Interpreting the slope

Poll: The slope of the model for predicting audience score from critics score is 32.3142. Which of the following is the best interpretation of this value?

For every one point increase in the critics score, the audience score goes up by 0.5187 points, on average.
For every one point increase in the critics score, we expect the audience score to be higher by 0.5187 points, on average.
For every one point increase in the critics score, the audience score goes up by 0.5187 points.
For every one point increase in the audience score, the critics score goes up by 0.5187 points, on average.

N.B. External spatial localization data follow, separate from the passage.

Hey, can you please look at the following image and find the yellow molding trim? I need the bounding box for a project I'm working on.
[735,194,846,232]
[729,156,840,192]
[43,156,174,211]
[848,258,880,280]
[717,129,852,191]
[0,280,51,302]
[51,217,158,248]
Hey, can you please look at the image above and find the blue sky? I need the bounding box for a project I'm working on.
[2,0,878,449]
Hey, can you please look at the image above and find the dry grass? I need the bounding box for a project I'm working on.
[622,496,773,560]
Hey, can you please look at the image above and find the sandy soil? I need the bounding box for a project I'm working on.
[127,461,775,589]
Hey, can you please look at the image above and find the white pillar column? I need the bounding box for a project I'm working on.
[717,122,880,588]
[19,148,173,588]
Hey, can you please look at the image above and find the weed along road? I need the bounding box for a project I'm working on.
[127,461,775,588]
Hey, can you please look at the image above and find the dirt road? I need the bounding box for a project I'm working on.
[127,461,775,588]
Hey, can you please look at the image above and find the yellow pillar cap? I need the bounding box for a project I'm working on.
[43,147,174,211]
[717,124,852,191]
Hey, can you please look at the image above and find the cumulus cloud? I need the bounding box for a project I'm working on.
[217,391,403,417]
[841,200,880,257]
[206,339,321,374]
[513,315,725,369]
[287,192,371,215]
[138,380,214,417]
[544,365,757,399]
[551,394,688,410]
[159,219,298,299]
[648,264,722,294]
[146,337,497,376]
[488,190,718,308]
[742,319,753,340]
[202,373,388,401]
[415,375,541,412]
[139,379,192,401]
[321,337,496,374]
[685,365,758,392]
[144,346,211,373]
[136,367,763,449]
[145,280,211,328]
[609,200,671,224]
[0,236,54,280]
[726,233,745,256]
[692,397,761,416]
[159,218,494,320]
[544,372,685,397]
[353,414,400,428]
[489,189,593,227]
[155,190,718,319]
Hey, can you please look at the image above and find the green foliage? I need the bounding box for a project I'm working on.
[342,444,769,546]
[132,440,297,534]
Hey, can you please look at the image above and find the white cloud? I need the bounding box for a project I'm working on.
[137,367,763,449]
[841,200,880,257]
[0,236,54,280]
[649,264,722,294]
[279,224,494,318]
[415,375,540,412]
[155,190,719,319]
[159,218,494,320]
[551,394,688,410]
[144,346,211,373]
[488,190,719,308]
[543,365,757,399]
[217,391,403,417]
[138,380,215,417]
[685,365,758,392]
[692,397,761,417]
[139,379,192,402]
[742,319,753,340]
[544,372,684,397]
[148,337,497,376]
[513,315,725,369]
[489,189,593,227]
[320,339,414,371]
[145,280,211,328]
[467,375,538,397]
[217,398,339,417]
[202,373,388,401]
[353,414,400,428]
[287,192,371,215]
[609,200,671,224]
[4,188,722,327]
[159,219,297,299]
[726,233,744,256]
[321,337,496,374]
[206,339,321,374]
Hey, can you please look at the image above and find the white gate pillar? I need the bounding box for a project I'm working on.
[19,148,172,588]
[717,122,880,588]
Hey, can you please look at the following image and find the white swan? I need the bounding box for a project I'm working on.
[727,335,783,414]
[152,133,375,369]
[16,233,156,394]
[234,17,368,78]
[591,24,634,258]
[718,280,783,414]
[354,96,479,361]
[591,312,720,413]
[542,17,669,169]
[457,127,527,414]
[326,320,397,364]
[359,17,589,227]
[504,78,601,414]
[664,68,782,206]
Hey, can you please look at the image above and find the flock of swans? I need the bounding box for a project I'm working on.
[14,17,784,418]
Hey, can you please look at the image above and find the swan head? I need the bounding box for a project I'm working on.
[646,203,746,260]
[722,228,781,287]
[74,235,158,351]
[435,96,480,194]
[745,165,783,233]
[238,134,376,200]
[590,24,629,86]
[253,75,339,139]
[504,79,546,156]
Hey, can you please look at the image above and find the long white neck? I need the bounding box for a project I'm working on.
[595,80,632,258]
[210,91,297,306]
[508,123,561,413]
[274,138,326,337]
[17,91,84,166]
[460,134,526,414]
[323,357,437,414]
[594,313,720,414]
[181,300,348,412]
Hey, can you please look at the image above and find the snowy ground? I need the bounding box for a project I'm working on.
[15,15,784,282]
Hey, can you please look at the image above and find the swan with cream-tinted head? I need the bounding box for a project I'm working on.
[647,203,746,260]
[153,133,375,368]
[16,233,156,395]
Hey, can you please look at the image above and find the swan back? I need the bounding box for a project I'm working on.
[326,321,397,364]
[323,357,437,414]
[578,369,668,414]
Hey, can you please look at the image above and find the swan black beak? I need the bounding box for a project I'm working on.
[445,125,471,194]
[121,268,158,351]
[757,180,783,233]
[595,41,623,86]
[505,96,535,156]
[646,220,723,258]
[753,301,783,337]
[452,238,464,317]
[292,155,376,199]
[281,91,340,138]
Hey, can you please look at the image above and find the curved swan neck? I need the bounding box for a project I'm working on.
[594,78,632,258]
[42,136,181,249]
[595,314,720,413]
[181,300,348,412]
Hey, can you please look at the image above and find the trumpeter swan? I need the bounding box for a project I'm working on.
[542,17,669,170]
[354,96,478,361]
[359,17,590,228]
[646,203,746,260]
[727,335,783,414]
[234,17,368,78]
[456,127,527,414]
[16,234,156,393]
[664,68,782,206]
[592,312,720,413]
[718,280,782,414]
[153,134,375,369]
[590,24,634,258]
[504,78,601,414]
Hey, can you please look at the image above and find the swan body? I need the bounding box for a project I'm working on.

Interpreting slope & intercept

\[\widehat{\text{audience}} = 32.3142 + 0.5187 \times \text{critics}\]

Slope: For every one point increase in the critics score, we expect the audience score to be higher by 0.5187 points, on average.
Intercept: If the critics score is 0 points, we expect the audience score to be 32.3142 points.

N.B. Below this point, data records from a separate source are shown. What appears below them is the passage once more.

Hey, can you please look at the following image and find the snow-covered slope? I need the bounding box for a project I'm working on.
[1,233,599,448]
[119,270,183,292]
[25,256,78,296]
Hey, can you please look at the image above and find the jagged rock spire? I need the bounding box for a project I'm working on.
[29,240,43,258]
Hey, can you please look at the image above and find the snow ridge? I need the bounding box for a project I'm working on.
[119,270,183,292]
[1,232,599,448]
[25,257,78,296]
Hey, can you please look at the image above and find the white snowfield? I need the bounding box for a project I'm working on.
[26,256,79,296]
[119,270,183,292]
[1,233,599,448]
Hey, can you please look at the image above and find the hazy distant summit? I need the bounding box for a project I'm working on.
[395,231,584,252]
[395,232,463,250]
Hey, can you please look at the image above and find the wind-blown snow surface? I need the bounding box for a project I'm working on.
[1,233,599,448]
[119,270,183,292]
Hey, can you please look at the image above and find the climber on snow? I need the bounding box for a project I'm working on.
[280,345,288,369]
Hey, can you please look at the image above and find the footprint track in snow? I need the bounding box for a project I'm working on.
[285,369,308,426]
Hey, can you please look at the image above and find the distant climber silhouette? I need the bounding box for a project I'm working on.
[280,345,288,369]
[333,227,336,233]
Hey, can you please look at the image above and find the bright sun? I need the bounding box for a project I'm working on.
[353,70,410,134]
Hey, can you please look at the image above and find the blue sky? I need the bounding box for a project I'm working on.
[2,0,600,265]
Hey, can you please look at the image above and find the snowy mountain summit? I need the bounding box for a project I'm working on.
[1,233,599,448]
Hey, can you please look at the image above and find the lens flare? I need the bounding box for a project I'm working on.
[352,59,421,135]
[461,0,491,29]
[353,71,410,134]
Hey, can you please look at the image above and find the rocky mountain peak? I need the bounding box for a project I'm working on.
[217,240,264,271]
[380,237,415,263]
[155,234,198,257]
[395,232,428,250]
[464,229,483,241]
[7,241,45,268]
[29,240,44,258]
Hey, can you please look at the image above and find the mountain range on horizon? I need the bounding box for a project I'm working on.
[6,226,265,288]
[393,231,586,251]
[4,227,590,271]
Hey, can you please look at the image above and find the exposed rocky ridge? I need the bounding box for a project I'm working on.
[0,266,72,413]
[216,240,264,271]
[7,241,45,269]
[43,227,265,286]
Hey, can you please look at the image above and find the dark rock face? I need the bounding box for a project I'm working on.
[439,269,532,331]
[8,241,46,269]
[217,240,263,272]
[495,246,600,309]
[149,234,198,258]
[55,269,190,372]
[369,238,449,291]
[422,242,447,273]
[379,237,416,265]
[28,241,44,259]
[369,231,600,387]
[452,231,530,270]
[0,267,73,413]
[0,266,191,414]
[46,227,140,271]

Is the intercept meaningful?

✅ The intercept is meaningful in context of the data if

the predictor can feasibly take values equal to or near zero or
the predictor has values near zero in the observed data

🛑 Otherwise, it might not be meaningful!

Prediction

Making a prediction

Suppose that a movie has a critics score of 50. According to this model, what is the movie’s predicted audience score?

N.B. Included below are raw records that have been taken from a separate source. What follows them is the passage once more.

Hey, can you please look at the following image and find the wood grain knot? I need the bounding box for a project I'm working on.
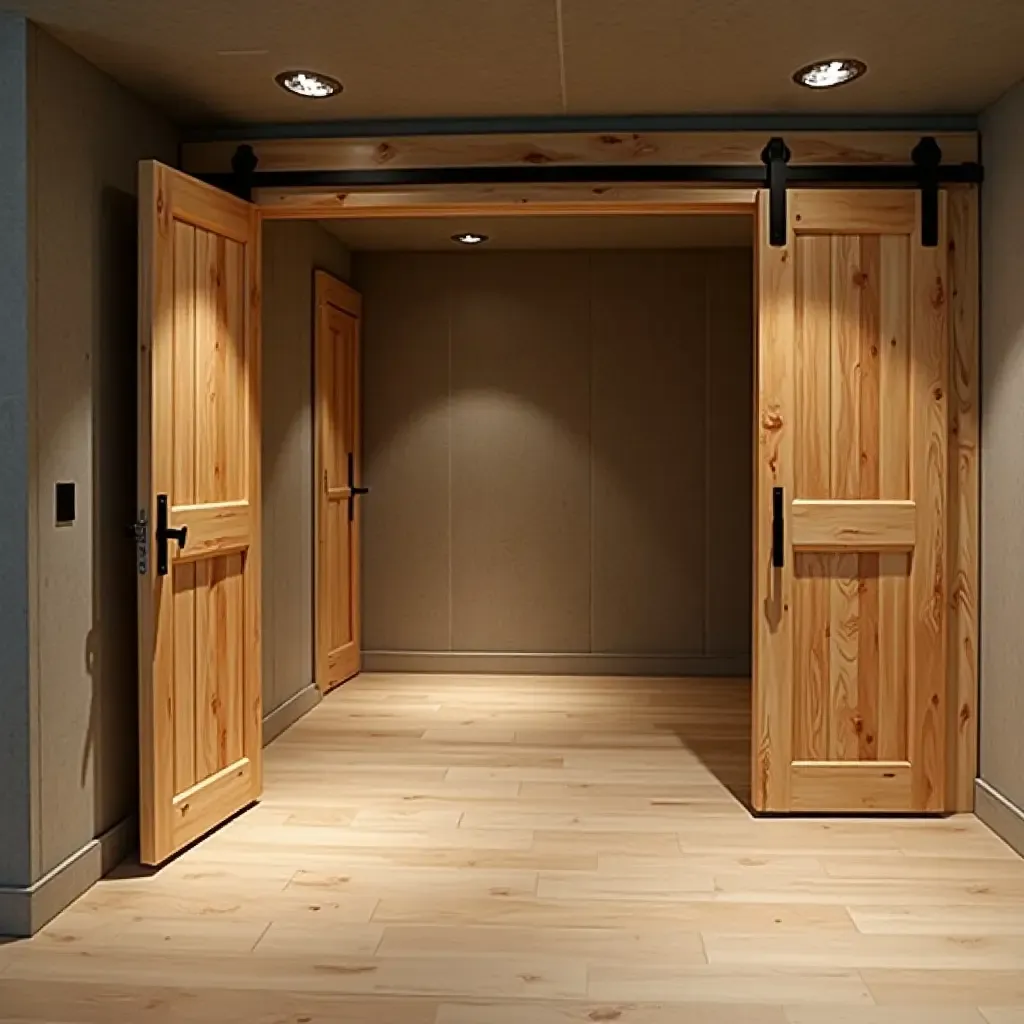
[374,142,396,164]
[599,135,625,145]
[934,387,944,402]
[762,410,783,432]
[854,271,869,289]
[960,702,972,726]
[932,278,947,309]
[589,1010,624,1022]
[523,151,556,165]
[931,693,940,707]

\[ \begin{aligned} \widehat{\text{audience}} &= 32.3142 + 0.5187 \times \text{critics} \\ &= 32.3142 + 0.5187 \times 50 \\ &= 58.2492 \end{aligned} \]

Extrapolation

Suppose that a movie has a critics score of 0. According to this model, what is the movie’s predicted audience score?

Recap

Used simple linear regression to describe the relationship between a quantitative predictor and quantitative outcome variable.
Used the least squares method to estimate the slope and intercept.å
We interpreted the slope and intercept.
- Slope: For every one unit increase in \(x\), we expect y to be higher/lower by \(\hat{\beta}_1\) units, on average.
- Intercept: If \(x\) is 0, then we expect \(y\) to be \(\hat{\beta}_0\) units.
Predicted the response given a value of the predictor variable.
Defined extrapolation and why we should avoid it.